Link: Read the results of the Big Question

Nearly half of the finance directors questioned have not been persuaded that joining the European single currency would be a positive move, indicating that introduction of the euro on the continent has not quelled the fears of UK business.

Only one in three respondents have improved their view of the euro since it went live, according to this week’s latest Accountancy Age/Reed Personnel Big Question survey of almost 300 UK FDs. In the run-up to the launch of the currency, a similar Big Question survey found that only one in three FDs were against the euro.

Institute of Directors chief economist Graeme Leach said: ‘The results reflect the continued caution of businesses across the UK to a one-size-fits-all approach to financial policy. People have seen what happens when interest rates are not set for domestic concerns on economies like Germany.

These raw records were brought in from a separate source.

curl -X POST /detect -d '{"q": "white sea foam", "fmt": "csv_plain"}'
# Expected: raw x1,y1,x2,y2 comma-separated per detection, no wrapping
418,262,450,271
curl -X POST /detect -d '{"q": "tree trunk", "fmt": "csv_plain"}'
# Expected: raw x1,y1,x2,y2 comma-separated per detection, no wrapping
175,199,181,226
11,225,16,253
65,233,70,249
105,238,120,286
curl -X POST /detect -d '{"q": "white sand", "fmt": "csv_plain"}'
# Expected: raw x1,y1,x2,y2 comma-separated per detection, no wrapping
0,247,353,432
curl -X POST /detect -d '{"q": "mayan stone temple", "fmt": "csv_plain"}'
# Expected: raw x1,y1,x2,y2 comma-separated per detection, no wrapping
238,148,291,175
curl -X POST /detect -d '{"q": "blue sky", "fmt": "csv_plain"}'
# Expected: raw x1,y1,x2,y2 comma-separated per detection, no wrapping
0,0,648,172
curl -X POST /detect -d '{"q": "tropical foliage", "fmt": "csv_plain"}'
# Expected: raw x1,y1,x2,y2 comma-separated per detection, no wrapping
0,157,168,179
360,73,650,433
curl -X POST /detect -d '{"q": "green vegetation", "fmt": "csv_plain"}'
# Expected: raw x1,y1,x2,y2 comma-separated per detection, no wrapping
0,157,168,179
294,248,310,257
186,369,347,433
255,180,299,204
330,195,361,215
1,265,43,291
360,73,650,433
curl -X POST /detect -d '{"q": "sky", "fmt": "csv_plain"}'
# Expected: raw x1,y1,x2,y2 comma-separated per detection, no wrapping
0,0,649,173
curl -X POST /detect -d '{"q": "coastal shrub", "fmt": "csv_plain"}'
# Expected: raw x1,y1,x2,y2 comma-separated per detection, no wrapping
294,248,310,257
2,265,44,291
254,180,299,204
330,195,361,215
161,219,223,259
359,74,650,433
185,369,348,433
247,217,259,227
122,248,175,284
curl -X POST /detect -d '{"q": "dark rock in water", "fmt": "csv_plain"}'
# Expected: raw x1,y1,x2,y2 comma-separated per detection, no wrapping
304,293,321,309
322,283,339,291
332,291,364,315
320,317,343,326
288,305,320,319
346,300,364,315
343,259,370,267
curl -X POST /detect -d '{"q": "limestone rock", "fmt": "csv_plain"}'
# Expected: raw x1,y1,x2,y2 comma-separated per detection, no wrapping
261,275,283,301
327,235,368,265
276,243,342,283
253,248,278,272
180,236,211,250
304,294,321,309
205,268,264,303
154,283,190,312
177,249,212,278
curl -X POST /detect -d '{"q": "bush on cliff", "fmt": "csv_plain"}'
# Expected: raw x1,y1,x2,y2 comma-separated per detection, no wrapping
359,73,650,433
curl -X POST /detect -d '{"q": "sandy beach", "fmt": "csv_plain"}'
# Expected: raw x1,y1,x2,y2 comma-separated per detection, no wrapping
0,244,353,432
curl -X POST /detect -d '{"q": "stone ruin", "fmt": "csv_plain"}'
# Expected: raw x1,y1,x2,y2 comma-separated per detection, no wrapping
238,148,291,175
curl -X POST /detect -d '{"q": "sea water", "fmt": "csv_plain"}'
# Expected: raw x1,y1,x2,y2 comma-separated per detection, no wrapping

‘I think we’ll see this caution harden over time unless the Treasury comes out in favour of joining soon.’

CIMA chief executive Charles Tilley said: ‘There are clear advantages to a single European currency in terms of trade. But there are also clear disadvantages in terms of economic control in the UK and the political differences between the large number of Euroland countries, which could make management of the currency difficult.

‘The real question is whether the trade advantages would outweigh economic and political issues. That’s not easy to answer.’

But others disagree on the state of business opinion over the euro. Jessica Bawden, a spokeswoman for campaign group Britain in Europe, said: ‘UK businesses are waking up to the UK’s isolation outside the euro.

Half of our trade is with Europe but outside the euro we can no longer trade on a level playing field – missing out on a market of 380 million consumers. British businesses want the stability that could be provided by a yes vote in a referendum.’

The chances of an impending referendum on the Euro also seem to be fading. At the recent meeting of G7 finance ministers, attended by chancellor Gordon Brown, European Central Bank president Wim Duisenberg warned that global uncertainty over the Iraq crisis could force it to cut interest rates.

Such a move would take Europe further out of line with the UK’s economy.

Goldman Sachs has also said that UK entry into the euro would likely result in tax rises.